Enfin, il faut soulever que des motifs de pure convenance personnelle ne sauraient évidemment pas non plus constituer des éléments nouveaux tels que prévus par la loi, qui augmenteraient de manière significative la probabilité que vous remplissiez les conditions prévues pour bénéficier d'une protection internationale. Le fait que vous auriez aussi introduit une deuxième demande de protection internationale parce que les lois européennes vous empêcheraient de voyager vers un autre pays, ne saurait donc manifestement pas non plus être perçu comme un élément nouveau défini par ledit article 32.
Votre nouvelle demande en obtention d'une protection internationale est dès lors déclarée irrecevable au sens de l'article 28 (2) d). […] ».
Par requête déposée le 11 mars 2019 et inscrite sous le numéro 42491 du rôle, Monsieur …a fait introduire un recours tendant à l’annulation de la décision ministérielle du 11 février 2019, précitée.
Etant donné que la décision déférée déclare irrecevable la demande de protection internationale de Monsieur …sur base de l’article 28, paragraphe (2), point d) de la loi du 18 décembre 2015 et que l’article 35, paragraphe (3) de ladite loi prévoit un recours en annulation 5en matière de nouvelles demandes de protection internationale déclarées irrecevables sur base de l’article 28, paragraphe (2) de la même loi, un recours en annulation a valablement pu être dirigé contre la décision ministérielle déférée.
Le recours en annulation est, par ailleurs, recevable pour avoir été introduit dans les formes et délai de la loi.
A l’audience des plaidoiries du 29 avril 2019, le litismandataire de Monsieur …a informé le tribunal que la « vraie » identité de son mandant serait celle de ….
A l’appui de son recours, le demandeur renvoie, en substance, aux faits et rétroactes de sa demande en obtention d’une protection internationale tels que retranscrits dans le rapport d’entretien du 23 janvier 2019 auprès de l’agent compétent du ministère. Tout en admettant avoir menti lors de son entretien en relation avec sa première demande de protection internationale, sauf pour ce qui est du nom de sa mère, de la date de décès de celle-ci et de son vrai nom, il donne à considérer qu’il n’aurait pas affirmé lors de l’entretien relatif à sa deuxième de demande de protection internationale, avoir menti de manière univoque sur les motifs sous-
jacents à sa première demande de protection internationale et qui l’auraient poussé à fuir l’Egypte, à savoir le fait d’être copte et … politique. Comme il affirme, par ailleurs, avoir menti sur 90% de ses déclarations, mais que le premier rapport d’entretien comporterait une soixantaine de pages, il devrait être admis qu’il ne serait pas établi de manière incontestable qu’il a menti sur les motifs sous-jacents à sa première demande de protection internationale. Il aurait, par ailleurs, affirmé lors de son entretien du 23 janvier 2019 que le motif sous-jacent à sa première demande de protection internationale était lié au fait d’être copte égyptien. S’il admet être retourné en Egypte, il estime toutefois que la seule raison pour laquelle il n’aurait pas rencontré de problèmes serait celle qu’il n’aurait jamais dû y montrer sa carte d’identité, de sorte que les autorités égyptiennes ne se seraient pas rendues compte qu’il s’agissait d’un faux.

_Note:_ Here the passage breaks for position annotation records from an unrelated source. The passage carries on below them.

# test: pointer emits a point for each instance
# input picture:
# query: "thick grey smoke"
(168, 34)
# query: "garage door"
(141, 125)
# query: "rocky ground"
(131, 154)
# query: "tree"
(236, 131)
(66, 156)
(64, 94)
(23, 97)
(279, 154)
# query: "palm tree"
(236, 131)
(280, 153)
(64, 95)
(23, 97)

Pour le surplus, il insiste plus particulièrement sur le fait qu’il aurait peur de devoir vivre comme apatride en cas de retour en Egypte, tout en précisant que comme son père ne l’aurait pas reconnu à sa naissance, sa mère n’aurait jamais pu obtenir des papiers d’identité pour lui. Il estime encore qu’en cas de retour en Egypte, il ne pourrait y ouvrir de commerce ou de compte en banque et qu’il y serait emprisonné faute d’être en possession de documents d’identité authentiques.
En droit, le demandeur estime que la décision ministérielle attaquée devrait être annulée, alors que ce serait à tort que l'autorité ministérielle a déclaré irrecevable sa demande en application de l'article 28, paragraphe (2), point d) de la loi du 18 décembre 2015, le demandeur estimant qu’il aurait exposé un élément, voire un fait nouveau, à savoir le fait d’être apatride et la crainte y afférente d’être emprisonné pour ne pas disposer de papiers d’identité, ce qui établirait qu’il serait exposé, d’une part, à des actes de persécution de la part des autorités publiques égyptiennes et, d’autre part, à une incarcération en cas de retour dans son pays d’origine, de sorte à augmenter de manière significative la probabilité de remplir les conditions requises pour prétendre à une protection internationale.

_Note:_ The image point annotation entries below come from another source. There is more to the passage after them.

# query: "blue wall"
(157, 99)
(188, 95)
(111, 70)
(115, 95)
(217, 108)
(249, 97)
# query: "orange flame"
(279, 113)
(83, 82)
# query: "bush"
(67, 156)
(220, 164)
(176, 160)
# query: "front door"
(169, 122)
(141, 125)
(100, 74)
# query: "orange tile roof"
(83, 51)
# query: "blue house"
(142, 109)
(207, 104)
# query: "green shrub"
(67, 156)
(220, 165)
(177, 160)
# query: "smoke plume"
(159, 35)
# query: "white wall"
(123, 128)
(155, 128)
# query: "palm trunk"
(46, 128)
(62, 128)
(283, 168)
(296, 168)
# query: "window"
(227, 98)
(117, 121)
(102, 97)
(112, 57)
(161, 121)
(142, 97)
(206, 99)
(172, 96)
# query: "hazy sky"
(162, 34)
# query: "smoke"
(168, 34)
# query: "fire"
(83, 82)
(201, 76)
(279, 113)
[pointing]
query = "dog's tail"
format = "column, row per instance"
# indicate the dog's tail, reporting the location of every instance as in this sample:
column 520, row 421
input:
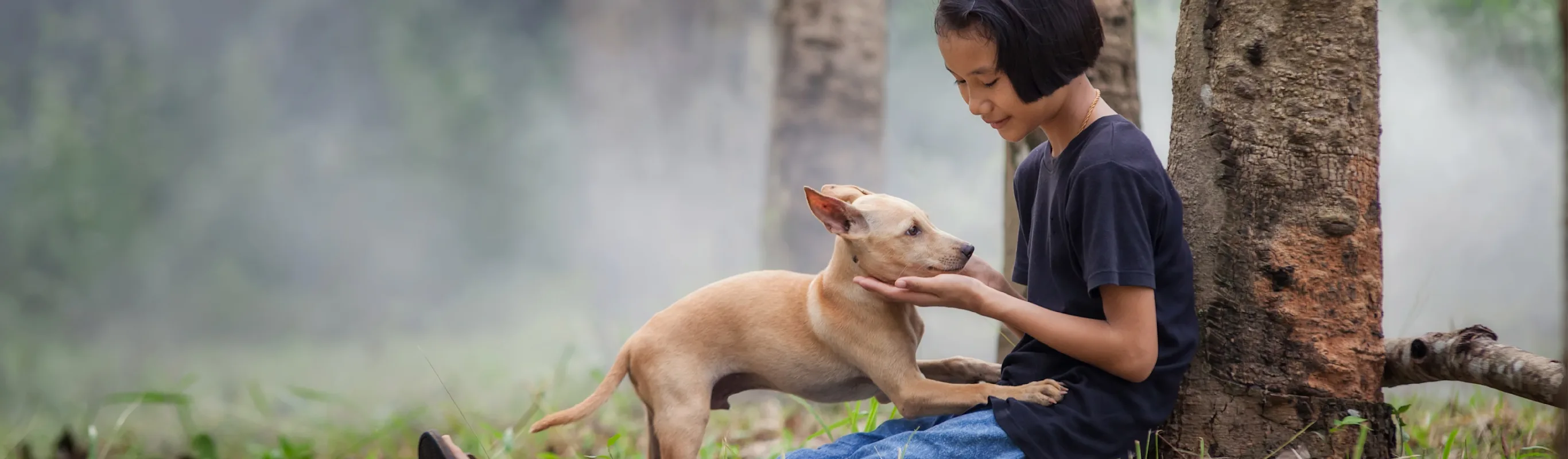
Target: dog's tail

Il conclut, en conséquence, à l'annulation de la décision attaquée.
Le délégué de gouvernement conclut, quant à lui, au rejet du recours sous examen.
Avant tout progrès en cause, le tribunal relève qu’afin de pouvoir utilement réformer ou annuler une décision administrative, le tribunal, en tant qu’organe juridictionnel, est appelé à 6statuer par apport aux moyens tant en droit qu’en fait qui lui sont soumis par la partie demanderesse mais il ne lui appartient pas en l’absence de moyens concrètement soumis, d’instruire de sa propre initiative une demande qui lui est adressée.1 L’article 28, paragraphe (2) de la loi du 18 décembre 2015 prévoit que « […] le ministre peut prendre une décision d’irrecevabilité, sans vérifier si les conditions d’octroi de la protection internationale sont réunies, dans les cas suivants: […] d) la demande concernée est une demande ultérieure, dans laquelle n’apparaissent ou ne sont présentés par le demandeur aucun élément ou fait nouveau relatifs à l’examen visant à déterminer si le demandeur remplit les conditions requises pour prétendre au statut de bénéficiaire d’une protection internationale […] ».
Aux termes de l’article 32 de la même loi, « (1) Constitue une demande ultérieure une nouvelle demande de protection internationale présentée après qu’une décision finale a été prise sur une demande antérieure, y compris le cas dans lequel le demandeur a explicitement retiré sa demande et le cas dans lequel le ministre a rejeté une demande à la suite de son retrait implicite, conformément à l’article 23, paragraphes (2) et (3).
(2) Lorsqu’une personne qui a demandé à bénéficier d’une protection internationale fait de nouvelles déclarations ou présente une demande ultérieure, ces nouvelles déclarations ou les éléments de la demande ultérieure sont examinés dans le cadre de l’examen de la demande antérieure par le ministre ou, si la décision du ministre fait l’objet d’un recours juridictionnel en réformation, par la juridiction saisie.
(3) Le ministre procède à un examen préliminaire des éléments ou des faits nouveaux qui ont été présentés par le demandeur, afin de prendre une décision sur la recevabilité de la demande en vertu de l’article 28, paragraphe (2), point d). Le ministre peut procéder à l’examen préliminaire en le limitant aux seules observations écrites présentées hors du cadre d’un entretien.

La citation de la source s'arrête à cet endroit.